Another obstruction goes to the question of our treatment of the foreign-born laborer in industry—especially if he bear what we choose to regard as a “queer” name, difficult for us to spell or pronounce. The courts have, properly, no doubt, no patience with assumed names—particularly in a case where the alien cannot remember the name under which he entered the country. But it is a very common practice, in concerns employing a large number of immigrants, for the minor officials of the company, superintendents and foremen, to attach a name to a job, and insist upon calling the man who occupies it, “Mike Murphy,” or what not else, because that was the name of the first incumbent, and it is easier to pronounce than “Bahaoud,” “Behrensmayer,” or “Przybylski.” This, and the even more common practice of calling a man by a number, rather than a name, results in a vast deal of confusion, in a substantial discouragement of self-respect, and in the ultimate establishment of the neighborhood identity of a polysyllabic Greek or Armenian, perhaps, with a fine old Irish name. This will not do in the naturalization court. The petitioner must come in under at least the same name that he bore when he entered the country, and there must be no suspicion as to its not being his own.

But he does not have to keep that name. It is prescribed as lawful for the court in its discretion, “at the time and as a part of the naturalization of any aliens, ... upon the petition of such alien, to make a decree changing the name of said alien.” The fact of which the court must be convinced is that the petitioner is not attempting to conceal his real identity for the purpose of escaping payment of just debts or punishment for crime.
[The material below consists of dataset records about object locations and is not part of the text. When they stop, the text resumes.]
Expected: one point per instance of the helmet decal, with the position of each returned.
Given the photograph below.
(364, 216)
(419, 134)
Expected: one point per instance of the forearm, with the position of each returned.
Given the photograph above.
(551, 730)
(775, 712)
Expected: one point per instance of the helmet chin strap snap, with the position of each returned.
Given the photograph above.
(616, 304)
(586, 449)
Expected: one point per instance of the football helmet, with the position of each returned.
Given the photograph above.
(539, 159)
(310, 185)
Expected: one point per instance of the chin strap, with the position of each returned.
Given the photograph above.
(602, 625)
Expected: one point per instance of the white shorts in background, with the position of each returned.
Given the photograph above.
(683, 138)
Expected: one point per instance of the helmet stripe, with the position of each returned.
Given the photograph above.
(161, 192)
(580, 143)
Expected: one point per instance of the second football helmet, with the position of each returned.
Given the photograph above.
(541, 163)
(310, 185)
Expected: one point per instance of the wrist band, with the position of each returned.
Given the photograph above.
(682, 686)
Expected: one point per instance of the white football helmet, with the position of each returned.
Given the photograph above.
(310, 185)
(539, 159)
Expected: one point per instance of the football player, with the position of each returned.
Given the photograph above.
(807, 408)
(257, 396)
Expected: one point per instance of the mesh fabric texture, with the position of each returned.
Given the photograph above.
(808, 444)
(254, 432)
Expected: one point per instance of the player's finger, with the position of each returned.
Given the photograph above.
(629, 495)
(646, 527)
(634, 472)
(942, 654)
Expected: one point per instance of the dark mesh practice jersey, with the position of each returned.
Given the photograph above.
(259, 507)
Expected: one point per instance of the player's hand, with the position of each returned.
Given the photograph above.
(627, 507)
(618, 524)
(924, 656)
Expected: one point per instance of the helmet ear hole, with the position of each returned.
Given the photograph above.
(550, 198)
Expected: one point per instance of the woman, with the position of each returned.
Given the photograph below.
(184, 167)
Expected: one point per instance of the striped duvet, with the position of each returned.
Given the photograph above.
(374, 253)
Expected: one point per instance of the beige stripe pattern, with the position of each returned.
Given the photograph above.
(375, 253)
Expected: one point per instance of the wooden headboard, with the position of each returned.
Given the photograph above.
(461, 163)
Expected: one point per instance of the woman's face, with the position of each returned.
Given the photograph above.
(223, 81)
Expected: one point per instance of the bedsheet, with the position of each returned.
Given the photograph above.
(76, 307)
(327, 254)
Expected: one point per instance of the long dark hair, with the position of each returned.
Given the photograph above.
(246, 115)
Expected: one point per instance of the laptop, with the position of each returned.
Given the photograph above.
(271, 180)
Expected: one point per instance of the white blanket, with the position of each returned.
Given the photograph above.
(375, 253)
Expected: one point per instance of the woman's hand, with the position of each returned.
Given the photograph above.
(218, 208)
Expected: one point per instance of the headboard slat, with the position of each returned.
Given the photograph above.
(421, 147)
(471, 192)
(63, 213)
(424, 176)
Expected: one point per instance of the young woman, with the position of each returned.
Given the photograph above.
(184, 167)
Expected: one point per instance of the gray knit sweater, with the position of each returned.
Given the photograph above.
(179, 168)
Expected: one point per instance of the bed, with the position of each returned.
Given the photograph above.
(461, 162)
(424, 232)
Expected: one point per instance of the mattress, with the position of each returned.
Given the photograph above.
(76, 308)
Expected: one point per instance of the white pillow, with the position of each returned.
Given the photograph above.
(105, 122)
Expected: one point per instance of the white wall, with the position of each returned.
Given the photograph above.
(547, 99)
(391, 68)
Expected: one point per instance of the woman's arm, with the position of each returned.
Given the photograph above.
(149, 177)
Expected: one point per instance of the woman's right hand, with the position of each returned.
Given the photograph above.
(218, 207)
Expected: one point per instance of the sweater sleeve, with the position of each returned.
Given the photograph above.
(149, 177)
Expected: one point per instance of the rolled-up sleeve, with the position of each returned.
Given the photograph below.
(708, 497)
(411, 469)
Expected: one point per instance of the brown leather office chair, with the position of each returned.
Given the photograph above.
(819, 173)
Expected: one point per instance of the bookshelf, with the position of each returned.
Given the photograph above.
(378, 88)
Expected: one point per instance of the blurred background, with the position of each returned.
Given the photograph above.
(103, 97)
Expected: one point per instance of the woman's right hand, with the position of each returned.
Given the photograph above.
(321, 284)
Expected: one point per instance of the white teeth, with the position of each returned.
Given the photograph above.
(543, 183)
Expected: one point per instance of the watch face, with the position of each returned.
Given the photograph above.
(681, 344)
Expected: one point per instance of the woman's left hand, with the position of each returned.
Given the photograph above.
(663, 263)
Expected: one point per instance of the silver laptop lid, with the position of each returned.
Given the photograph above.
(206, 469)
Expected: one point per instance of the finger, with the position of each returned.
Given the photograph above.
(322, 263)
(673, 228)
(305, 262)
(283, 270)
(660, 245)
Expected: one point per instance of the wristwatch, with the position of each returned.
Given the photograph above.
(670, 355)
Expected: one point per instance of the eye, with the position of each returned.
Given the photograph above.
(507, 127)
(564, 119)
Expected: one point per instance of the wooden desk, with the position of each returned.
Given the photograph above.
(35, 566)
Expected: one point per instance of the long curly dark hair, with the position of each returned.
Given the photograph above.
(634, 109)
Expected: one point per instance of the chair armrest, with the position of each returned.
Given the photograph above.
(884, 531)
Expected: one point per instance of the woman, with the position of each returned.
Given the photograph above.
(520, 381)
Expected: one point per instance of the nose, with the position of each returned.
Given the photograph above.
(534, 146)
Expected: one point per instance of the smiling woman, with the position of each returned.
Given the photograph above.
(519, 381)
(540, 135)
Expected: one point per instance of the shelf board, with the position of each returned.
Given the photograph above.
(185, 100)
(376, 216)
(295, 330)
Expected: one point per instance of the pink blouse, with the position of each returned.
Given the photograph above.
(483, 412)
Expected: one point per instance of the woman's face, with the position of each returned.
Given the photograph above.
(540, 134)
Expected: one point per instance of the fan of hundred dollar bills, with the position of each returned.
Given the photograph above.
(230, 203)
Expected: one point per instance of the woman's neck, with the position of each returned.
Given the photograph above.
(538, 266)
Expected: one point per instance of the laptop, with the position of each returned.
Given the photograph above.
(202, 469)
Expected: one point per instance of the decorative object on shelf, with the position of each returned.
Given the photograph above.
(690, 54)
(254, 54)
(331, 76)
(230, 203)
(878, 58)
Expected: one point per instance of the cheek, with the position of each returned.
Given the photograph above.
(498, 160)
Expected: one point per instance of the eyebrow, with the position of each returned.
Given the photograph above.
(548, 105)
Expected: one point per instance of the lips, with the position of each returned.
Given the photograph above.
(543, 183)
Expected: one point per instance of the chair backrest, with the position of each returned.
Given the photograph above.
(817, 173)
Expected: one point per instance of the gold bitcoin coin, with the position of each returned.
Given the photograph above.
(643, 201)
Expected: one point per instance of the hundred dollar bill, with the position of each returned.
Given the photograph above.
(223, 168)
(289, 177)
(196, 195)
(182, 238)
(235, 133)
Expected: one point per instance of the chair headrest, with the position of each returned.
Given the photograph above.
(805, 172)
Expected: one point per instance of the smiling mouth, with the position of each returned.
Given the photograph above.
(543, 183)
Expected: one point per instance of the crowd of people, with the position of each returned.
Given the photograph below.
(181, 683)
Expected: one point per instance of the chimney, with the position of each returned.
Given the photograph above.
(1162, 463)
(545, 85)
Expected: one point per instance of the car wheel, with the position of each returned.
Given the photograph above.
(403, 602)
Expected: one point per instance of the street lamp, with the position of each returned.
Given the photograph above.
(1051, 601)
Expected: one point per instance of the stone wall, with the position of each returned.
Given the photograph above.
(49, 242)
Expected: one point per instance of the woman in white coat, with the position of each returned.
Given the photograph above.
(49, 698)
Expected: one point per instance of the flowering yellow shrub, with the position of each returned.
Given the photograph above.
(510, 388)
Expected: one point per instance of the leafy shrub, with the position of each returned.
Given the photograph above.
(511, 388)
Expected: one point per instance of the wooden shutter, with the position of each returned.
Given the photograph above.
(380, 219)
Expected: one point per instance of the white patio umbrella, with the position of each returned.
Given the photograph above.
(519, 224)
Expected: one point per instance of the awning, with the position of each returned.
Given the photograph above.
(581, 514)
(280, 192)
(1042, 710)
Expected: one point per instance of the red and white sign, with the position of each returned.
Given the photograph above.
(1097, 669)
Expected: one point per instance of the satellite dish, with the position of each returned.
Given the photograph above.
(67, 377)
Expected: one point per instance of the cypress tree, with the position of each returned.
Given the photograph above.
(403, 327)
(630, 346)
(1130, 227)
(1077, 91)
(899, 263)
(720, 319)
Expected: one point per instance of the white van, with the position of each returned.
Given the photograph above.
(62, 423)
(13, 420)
Many aliens do thus change their names, and there have been cases in which the judge virtually compelled them to do so.

A naturalization judge said to the writer:

I have heard of a high-handed old judge, somewhere in the Northwest, who was in the habit of “suggesting” to every alien who came before him with a complicated mouthful of name that he change it to “Abraham Lincoln,” “Benjamin Franklin,” “George Washington,” or “Grover Cleveland.” No doubt you could find many a Pole or Swede naturalized as “Thomas Jefferson” or “Alexander Hamilton,” whose father, living in the same town, was known as “Konrad Kowalewski,” or “Ole Johanssen.”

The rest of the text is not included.